18-19 Here it is in a nutshell: Just as one person did it wrong and got us in all this trouble with sin and death, another person did it right and got us out of it. But more than just getting us out of trouble, he got us into life! One man said no to God and put many people in the wrong; one man said yes to God and put many in the right. (Or read it in the ESV here).
Adam’s sin brought death to the masses. Everyone was born with sin instilled in them after that and so everyone was born dead. But Jesus willingly gave up His life. He died and that brought life to anyone who will believe He is the Christ and that He died and resurrected. He took our death sentence from us by laying down His life. He took on our crimes, our sin and in doing so made us innocent as if we have never been sinners. When we chose to believe God, we were born again, but this time we were born to life and so we were born to live. What should that mean for us? Should we just sit on a swing and think happy thoughts about how good it is to be alive and how nice it will be in New Jerusalem (where we will spend eternity united with God after Judgement Day)? No! We are meant to live and by doing so let others know this wonderful gift is for them too. We are meant to live and snatch people away from the death that grips them. Verses 20-21 read,
Now the law came in to increase the trespass, but where sin increased, grace abounded all the more, 21 so that, as sin reigned in death, grace also might reign through righteousness leading to eternal life through Jesus Christ our Lord.

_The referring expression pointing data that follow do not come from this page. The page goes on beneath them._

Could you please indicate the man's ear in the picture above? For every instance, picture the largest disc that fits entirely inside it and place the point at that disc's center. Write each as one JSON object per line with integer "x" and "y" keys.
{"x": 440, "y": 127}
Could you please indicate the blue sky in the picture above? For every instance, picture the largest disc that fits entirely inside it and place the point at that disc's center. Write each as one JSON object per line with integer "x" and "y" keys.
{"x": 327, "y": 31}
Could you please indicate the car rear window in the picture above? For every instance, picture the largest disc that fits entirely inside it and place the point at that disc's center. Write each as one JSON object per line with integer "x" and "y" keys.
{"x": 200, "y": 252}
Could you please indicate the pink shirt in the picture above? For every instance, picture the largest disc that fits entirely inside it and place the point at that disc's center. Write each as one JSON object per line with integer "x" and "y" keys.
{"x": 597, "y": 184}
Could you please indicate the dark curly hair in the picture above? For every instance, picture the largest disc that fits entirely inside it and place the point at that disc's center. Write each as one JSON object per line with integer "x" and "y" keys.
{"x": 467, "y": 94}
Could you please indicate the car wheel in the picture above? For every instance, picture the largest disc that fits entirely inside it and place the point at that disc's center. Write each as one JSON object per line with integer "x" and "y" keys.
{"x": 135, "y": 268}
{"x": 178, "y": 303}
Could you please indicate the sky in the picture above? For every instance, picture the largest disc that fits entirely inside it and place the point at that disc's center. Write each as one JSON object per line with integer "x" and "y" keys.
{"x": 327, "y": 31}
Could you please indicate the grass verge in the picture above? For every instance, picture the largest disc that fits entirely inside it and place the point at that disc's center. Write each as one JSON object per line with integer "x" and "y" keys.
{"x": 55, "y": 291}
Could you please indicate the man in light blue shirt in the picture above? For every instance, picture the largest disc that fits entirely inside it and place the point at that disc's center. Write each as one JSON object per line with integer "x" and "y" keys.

God is waiting. He wants to pour His grace and love out on everyone. He wants everyone to have eternal life, know Him, and be justified. Isaiah 30:18-19 says,
Therefore the Lord waits to be gracious to you,
and therefore he exalts himself to show mercy to you.
For the Lord is a God of justice;
blessed are all those who wait for him.
19 For a people shall dwell in Zion, in Jerusalem; you shall weep no more. He will surely be gracious to you at the sound of your cry. As soon as he hears it, he answers you.
Let your life glorify God (reflect God and make Him known). Shine life to the people living in the darkness of death. Bring them to peace with Him though the gospel of Jesus Christ. Romans 10:14-15 encourages us to live that way.
How then will they call on him in whom they have not believed? And how are they to believe in him of whom they have never heard? And how are they to hear without someone preaching? 15 And how are they to preach unless they are sent? As it is written, “How beautiful are the feet of those who preach the good news!”